Day 27 | Solving Div3 F as a beginner | C++

Today we will learn to solve the Div3 Round 820's F as beginners. We will learn the technique and then go ahead and solve it.

There are a few concepts that we need to know before we attempt the problem

Modular Mathematics

You know that % sign finds remainder, right?
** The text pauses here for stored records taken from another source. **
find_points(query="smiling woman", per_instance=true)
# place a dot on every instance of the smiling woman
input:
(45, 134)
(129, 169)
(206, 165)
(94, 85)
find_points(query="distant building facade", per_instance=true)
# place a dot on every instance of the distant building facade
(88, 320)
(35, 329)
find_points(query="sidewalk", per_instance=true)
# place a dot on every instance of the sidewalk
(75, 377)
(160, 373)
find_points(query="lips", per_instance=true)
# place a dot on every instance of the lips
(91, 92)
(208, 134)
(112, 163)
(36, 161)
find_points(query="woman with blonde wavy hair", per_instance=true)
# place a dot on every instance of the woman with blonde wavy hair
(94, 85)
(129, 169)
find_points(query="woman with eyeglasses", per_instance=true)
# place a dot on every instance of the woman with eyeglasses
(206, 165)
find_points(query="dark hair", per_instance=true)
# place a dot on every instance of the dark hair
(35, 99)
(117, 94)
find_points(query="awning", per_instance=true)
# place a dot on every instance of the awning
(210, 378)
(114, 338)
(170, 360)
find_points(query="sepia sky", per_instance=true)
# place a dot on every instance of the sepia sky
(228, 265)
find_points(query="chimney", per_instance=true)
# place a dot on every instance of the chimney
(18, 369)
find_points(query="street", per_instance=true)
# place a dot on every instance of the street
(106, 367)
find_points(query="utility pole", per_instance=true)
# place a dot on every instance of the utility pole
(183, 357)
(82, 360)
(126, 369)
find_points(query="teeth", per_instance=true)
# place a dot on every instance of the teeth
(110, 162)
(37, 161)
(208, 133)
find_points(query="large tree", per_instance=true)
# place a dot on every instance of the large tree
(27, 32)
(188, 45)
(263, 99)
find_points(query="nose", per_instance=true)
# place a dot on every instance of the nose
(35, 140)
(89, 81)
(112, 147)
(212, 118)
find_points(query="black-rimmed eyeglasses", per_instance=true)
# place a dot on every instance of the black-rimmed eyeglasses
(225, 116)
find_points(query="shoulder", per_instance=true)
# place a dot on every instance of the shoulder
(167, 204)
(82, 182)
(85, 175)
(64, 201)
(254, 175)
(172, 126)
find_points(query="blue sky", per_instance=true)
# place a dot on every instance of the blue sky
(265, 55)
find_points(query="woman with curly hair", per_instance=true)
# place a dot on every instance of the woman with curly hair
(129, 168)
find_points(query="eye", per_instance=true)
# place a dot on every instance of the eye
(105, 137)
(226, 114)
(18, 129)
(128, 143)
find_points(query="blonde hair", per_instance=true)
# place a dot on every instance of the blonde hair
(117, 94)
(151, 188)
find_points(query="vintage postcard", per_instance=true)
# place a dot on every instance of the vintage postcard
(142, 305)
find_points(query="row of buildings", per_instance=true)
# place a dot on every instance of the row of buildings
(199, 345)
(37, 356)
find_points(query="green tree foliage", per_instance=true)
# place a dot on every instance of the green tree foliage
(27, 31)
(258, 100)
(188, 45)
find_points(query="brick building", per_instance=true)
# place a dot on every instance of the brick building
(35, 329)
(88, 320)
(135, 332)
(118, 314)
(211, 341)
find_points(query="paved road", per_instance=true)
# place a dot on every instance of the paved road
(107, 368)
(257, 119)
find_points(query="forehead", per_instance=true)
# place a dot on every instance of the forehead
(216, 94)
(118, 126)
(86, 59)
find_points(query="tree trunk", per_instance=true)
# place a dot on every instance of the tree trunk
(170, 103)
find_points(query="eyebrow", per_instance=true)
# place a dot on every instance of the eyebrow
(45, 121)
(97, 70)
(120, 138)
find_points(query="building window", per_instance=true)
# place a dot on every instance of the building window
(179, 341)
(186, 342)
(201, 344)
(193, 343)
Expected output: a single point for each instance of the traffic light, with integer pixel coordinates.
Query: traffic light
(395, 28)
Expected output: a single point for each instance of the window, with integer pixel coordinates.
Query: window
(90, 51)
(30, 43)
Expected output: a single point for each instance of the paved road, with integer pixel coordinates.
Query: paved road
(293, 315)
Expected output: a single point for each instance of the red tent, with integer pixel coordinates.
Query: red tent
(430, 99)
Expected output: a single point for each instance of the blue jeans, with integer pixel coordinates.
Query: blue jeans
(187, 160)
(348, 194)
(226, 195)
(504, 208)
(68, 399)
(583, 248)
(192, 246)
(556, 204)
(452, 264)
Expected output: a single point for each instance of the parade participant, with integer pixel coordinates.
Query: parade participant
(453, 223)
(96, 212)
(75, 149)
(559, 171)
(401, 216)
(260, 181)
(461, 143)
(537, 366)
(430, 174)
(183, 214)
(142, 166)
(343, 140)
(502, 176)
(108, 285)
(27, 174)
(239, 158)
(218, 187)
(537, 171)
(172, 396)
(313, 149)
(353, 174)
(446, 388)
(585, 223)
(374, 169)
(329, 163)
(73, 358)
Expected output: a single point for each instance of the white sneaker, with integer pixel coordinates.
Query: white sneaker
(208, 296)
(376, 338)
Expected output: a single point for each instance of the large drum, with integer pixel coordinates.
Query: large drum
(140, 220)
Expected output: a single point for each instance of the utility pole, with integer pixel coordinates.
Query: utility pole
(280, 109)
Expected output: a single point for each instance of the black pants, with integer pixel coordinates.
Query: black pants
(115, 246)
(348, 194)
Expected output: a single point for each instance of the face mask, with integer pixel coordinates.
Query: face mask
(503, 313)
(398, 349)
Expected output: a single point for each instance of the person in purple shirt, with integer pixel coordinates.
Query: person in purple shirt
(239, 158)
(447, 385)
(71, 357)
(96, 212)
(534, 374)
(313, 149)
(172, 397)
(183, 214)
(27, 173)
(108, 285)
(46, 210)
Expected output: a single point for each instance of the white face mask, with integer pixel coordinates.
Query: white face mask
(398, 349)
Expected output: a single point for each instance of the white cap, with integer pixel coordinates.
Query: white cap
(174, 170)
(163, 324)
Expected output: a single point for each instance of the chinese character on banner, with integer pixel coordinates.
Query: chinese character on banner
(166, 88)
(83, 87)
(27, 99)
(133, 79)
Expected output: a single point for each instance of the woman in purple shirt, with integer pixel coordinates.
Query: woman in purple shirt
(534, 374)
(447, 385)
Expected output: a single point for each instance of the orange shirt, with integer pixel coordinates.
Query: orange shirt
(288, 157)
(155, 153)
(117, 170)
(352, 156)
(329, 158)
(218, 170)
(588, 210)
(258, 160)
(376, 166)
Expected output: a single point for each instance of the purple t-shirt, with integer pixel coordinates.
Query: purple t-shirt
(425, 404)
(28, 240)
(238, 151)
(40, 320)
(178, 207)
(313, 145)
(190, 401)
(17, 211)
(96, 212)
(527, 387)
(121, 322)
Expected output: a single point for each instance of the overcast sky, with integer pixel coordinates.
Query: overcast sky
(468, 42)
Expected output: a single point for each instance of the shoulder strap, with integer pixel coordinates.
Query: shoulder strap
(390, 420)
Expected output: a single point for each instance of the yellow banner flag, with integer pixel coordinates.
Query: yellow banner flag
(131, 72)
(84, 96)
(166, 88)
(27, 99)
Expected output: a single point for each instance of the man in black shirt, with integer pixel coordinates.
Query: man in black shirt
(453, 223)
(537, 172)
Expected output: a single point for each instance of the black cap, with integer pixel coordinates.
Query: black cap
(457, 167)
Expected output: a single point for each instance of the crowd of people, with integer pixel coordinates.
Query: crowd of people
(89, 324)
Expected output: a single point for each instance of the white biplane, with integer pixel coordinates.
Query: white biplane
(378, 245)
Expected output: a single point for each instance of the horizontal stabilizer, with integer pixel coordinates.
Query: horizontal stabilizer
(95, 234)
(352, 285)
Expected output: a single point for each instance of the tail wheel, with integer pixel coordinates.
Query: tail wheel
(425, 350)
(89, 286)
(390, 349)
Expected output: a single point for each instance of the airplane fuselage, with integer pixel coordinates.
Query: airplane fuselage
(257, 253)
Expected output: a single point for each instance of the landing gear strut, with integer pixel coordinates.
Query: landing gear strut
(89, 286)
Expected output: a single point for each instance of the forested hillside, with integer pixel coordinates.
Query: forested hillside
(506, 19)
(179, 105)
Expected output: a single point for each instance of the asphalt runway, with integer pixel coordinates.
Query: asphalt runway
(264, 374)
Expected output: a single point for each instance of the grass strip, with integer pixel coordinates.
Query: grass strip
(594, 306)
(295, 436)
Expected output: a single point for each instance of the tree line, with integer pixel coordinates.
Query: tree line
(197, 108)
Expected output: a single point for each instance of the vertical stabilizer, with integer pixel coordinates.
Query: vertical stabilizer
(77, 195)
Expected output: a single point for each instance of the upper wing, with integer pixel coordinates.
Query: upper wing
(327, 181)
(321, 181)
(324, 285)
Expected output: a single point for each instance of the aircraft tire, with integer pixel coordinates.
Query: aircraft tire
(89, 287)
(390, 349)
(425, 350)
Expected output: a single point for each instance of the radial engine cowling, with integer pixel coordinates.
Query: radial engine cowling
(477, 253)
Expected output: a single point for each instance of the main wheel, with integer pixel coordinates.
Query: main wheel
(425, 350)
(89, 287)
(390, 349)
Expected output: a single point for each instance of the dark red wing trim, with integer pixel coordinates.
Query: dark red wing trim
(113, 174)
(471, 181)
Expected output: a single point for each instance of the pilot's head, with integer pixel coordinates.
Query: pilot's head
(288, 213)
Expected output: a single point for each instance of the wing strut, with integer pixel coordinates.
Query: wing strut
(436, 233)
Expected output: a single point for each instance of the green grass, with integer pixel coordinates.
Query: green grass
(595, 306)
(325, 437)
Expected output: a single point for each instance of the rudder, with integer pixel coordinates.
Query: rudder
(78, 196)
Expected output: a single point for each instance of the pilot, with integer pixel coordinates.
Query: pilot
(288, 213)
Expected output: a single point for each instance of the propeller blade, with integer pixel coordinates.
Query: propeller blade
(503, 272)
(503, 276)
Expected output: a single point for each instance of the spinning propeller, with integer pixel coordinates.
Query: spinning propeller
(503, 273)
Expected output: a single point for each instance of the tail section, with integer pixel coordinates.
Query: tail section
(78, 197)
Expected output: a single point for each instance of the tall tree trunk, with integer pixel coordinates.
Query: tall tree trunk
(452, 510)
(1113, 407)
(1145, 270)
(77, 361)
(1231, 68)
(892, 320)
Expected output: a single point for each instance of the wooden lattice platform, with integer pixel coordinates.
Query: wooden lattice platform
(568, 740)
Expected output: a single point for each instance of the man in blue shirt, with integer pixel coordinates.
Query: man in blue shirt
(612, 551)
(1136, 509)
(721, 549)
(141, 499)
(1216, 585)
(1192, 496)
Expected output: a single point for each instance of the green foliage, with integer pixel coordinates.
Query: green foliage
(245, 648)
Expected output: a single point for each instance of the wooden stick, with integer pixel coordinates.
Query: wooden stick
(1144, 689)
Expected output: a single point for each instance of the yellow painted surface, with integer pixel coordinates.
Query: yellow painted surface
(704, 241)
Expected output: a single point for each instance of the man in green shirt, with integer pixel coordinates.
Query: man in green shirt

The correct term for this is the modulus operator.

Sometimes it's not a very wise decision to do the following - (A + B) % M

Reason - Let's say we are storing in 64-bit integer capacity and A = LLONG_MAX, B = 10

A+B will overflow, and we will get a wrong answer Just try by yourself

Set A = LLONG_MAX, B = 10, and M = LLONG_MAX,

The output should be 10

What we can do is follow these

(A + B) % M = (A%M + B%M) % M

(A x B) % M = (A%M x B%M) % M

(A - B) % M = (A%M - B%M + M) % M

Prefix Arrays

Suppose you have an array and have to answer queries like what is the sum in index range l to r, will you run a loop from l to r? This will make each query run in O(N) time and complete the program in O(Q*N) time, which will not be good for large values of Q and N

What we can do is use an array trick called prefix arrays

Consider

S[i] = A[0] + A[1] + ... + A[i] // that is sum from index 0 to i

Now we want to find the sum of the range L, R

Ans = A[L] + A[L+1] + ... + A[R]

We can write this as (by adding and subtracting extra elements from index 0 to L-1)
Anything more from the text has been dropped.